Cansado del gris de las calles, vagué hasta llegar a un pueblo caliente y húmedo, junto al mar. Ahora sé que odio más a los moscos que a los perros. Al andar en la orilla del mar descubrí que no soporto la arena en mis patas, pero no me importó sentirla con tal de atestiguar la épica muerte del sol, sobre las aguas, al atardecer.
Quise dormir al amparo de una palmera. A medio sueño se desató una tormenta. Me despertó el atronador rugido de un trueno, el más fuerte que haya oído en todas mis vidas. Un torrente de agua fría, arrastrada con furia por un viento que también traía sal y arena, me azotó. La luz se fue en todo el pueblo. Yo, que estoy acostumbrado a mirar de noche, en aquella oscuridad sin luna me quedé ciego. Entonces vino la luz del rayo, tan potente que por un instante pude ver como si fuera día: la melena de las palmeras zarandeadas por el viento, el mar embravecido que parecía querer tragarse toda la ribera, el cielo iluminado de nubes siniestras. Luego de verme solo en la inmensidad, volvió la noche, más cerrada y negra que la garganta de un muerto.
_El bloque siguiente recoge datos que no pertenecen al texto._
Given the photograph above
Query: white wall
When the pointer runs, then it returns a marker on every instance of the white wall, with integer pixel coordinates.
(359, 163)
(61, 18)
Aterrado, huí a ciegas del vendaval.
A la mañana siguiente el mar estaba mansito y me lamió las patas con su lengua salada. Había vacas echadas en la orilla. Desayuné medio pescado, lo encontré lejos del agua. Seguramente lo arrojó hasta ahí la tormenta. No me lo terminé porque una jauría de perros vino a perseguirme y lo solté mientras corría. No pude recorrer el pueblo de techo en techo, porque eran de lámina, ardientes de sol. Si bien pude desplazarme sobre algunas bardas, tuve que caminar en las calles lodosas, rebajándome al nivel de las personas.
En el patio de una casita pobre, vi a una niña desnudita, bañándose sentada sobre una batea de madera. Parecía feliz. Su risa me puso de buen humor, y la seguí cuando salió de su casa al poco rato. Tendría como seis años. Acostumbrada a los animales, me acarició sin efusión excesiva, pero estaba contenta de que la acompañara. No tenía comida para mí, en cambió me dio un secreto: en un lugar cerca del río que pasaba junto a la población, dentro de un tronco hueco, guardaba unas ollitas que hizo de barro. Eran sus juguetes. Como ya no llovía las sacó al sol. Quería que secaran en lo que ella iba a hacer un mandado.
Cuando ya nos íbamos, la niña resbaló y cayó al río. No supe como ayudarla. Se ahogaba. Por fortuna hizo un esfuerzo y pudo salir, pero corrió muerta de susto, llorando, hacia su casa. Las ollitas quedaron sobre el tronco, tristes y huérfanas.